High-Throughput Screening for Enhanced Thermal Stability of Inherently Salt-Tolerant l-Glutaminase and Its Efficient Expression in Bacillus licheniformis

In addressing the challenges posed by extended fermentation cycles and high-salt conditions in high-salt liquid-state fermentation soy sauce (HLFSS) production, a high-throughput screening method was devised to identify thermally stable l-glutaminase mutants. This study yielded mutants A146D and A51D, exhibiting enhanced thermal stability. Computer-aided analysis revealed that these mutations introduced additional forces, compacting the protein structure and lowering the Gibbs free energy, thereby improving thermostability.
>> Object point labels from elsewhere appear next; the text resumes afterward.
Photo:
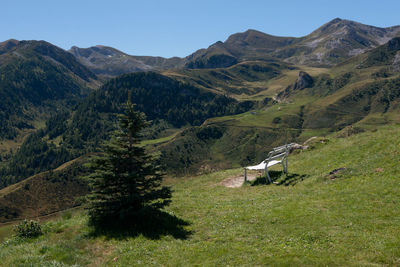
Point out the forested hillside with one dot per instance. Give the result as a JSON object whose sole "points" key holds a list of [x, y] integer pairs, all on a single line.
{"points": [[37, 79], [165, 101]]}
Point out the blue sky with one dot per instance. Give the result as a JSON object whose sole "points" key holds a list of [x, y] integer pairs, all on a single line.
{"points": [[175, 27]]}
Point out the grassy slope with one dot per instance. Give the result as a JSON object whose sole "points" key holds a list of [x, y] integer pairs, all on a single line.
{"points": [[349, 221]]}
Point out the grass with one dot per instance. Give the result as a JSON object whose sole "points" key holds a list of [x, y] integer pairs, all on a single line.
{"points": [[349, 220]]}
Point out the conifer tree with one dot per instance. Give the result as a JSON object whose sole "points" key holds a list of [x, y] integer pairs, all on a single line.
{"points": [[124, 178]]}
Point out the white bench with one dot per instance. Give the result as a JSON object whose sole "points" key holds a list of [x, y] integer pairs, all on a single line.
{"points": [[276, 156]]}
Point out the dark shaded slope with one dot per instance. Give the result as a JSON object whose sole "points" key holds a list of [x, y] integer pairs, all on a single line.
{"points": [[37, 78]]}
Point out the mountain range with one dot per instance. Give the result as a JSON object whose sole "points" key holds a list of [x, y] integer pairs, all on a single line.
{"points": [[330, 44], [220, 107]]}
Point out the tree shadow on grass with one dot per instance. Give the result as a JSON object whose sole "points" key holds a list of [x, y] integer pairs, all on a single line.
{"points": [[279, 178], [152, 224]]}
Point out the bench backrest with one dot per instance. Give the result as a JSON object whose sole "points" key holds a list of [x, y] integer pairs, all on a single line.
{"points": [[278, 152]]}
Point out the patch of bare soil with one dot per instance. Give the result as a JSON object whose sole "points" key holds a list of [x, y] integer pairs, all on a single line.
{"points": [[237, 181]]}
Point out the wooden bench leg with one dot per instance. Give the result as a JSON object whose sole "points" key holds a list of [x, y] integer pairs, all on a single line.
{"points": [[269, 178]]}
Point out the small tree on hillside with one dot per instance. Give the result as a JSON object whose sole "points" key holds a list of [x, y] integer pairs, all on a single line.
{"points": [[124, 178]]}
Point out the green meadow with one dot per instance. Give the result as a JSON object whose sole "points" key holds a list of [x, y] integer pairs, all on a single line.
{"points": [[308, 218]]}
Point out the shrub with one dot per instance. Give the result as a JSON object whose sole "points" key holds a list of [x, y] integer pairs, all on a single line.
{"points": [[28, 229]]}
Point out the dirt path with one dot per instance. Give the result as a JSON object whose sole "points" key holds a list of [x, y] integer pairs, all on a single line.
{"points": [[237, 181]]}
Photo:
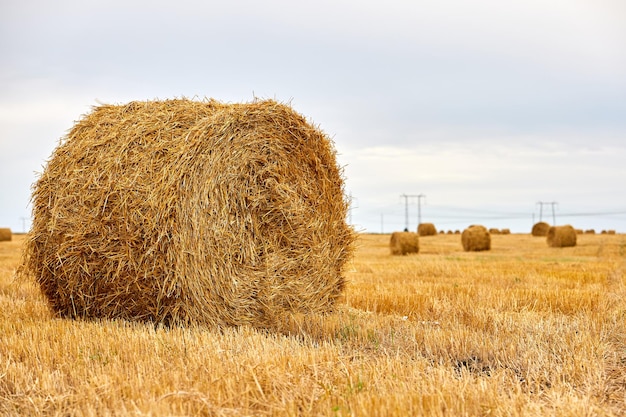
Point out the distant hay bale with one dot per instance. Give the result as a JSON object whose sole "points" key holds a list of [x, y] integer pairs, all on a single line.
{"points": [[561, 236], [476, 238], [5, 235], [540, 229], [426, 229], [404, 243], [191, 212]]}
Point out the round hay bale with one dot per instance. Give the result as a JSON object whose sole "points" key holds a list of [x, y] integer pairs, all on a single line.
{"points": [[403, 243], [476, 238], [426, 229], [5, 234], [540, 229], [191, 212], [561, 236]]}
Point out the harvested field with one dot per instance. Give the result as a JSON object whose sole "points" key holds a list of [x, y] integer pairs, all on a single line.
{"points": [[520, 330]]}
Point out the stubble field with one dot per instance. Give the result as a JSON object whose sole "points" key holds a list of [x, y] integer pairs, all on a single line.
{"points": [[520, 330]]}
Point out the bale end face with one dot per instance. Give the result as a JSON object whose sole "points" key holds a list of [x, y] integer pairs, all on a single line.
{"points": [[540, 229], [191, 212], [426, 229], [5, 234], [404, 243], [561, 236]]}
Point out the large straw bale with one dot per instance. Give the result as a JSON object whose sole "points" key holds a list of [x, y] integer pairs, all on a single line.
{"points": [[5, 234], [561, 236], [540, 229], [403, 243], [191, 212], [476, 238], [426, 229]]}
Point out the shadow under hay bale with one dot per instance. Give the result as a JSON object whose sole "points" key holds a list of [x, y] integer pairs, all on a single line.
{"points": [[540, 229], [476, 238], [426, 229], [404, 243], [5, 234], [191, 212], [561, 236]]}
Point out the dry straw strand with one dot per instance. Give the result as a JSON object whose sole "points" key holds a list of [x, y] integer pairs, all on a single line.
{"points": [[561, 236], [5, 234], [404, 243], [426, 229], [540, 229], [191, 212], [476, 238]]}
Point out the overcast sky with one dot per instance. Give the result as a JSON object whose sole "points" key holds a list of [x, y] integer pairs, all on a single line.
{"points": [[486, 107]]}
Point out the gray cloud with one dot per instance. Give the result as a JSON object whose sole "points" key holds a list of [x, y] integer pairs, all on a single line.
{"points": [[465, 101]]}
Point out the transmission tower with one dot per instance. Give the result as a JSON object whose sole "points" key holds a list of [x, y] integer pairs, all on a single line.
{"points": [[406, 208]]}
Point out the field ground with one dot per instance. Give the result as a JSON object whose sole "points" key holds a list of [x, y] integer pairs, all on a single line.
{"points": [[521, 330]]}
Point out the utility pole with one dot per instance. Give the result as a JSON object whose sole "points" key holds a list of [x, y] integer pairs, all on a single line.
{"points": [[419, 208], [553, 203], [406, 208], [541, 203], [406, 211]]}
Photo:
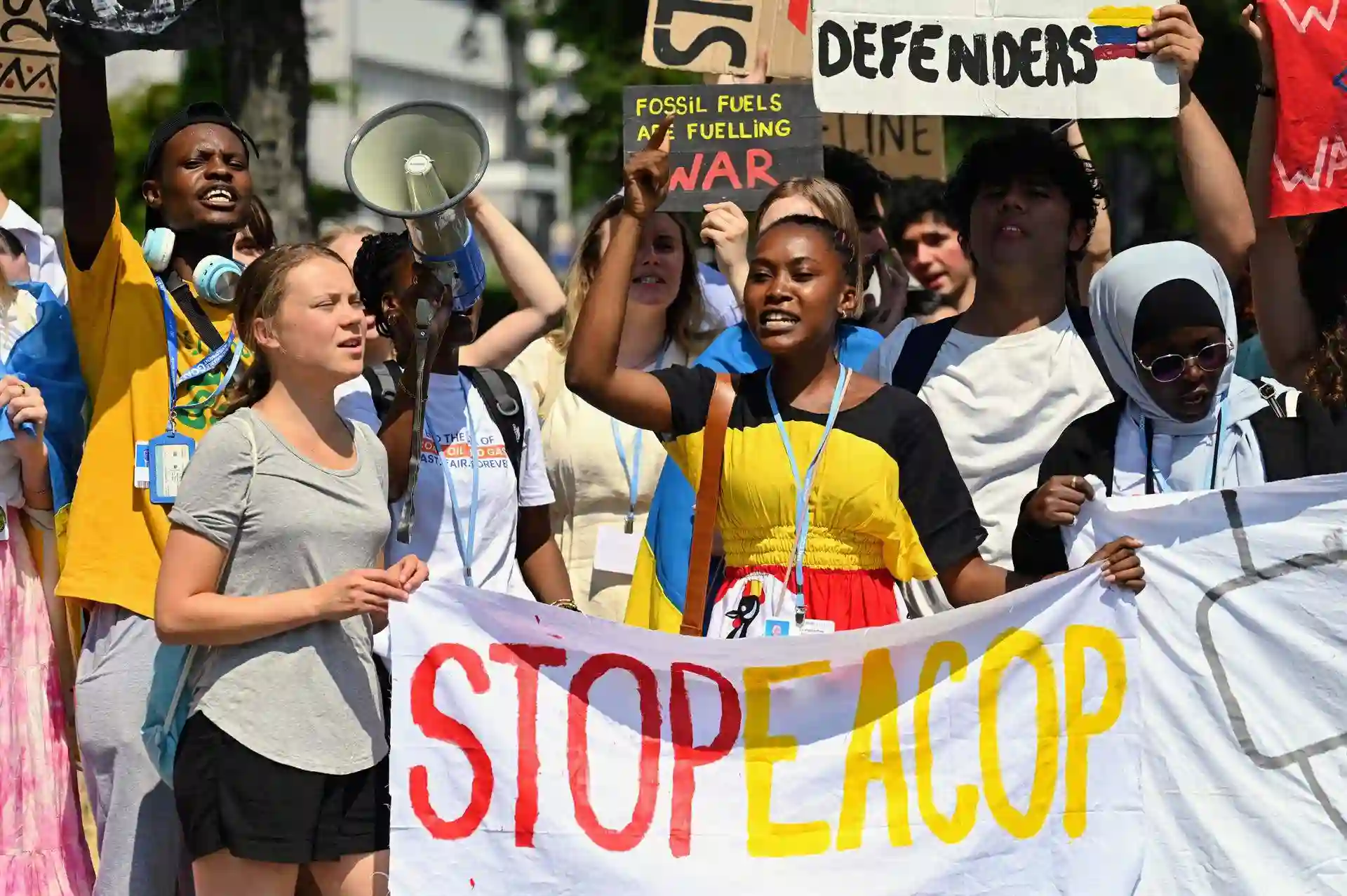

Furthermore, the incorporation of aspartic acid augmented the negative surface charge, contributing to superior salt tolerance compared to the wild type (WT). Notably, in a 25% NaCl buffer, A146D and A51D demonstrated half-lives of 72.57 and 71.31 day, respectively, surpassing the WT's 59.08 day. In a 5 L bioreactor, the optimal mutant A146D achieved a remarkable enzymatic activity of 2800.78 ± 98.1 U/mL in recombinant Bacillus licheniformis fermentation broth, setting a new benchmark. This research offers valuable insights and a foundation for the modification and application of l-glutaminase in the food industry, particularly in HLFSS brewing.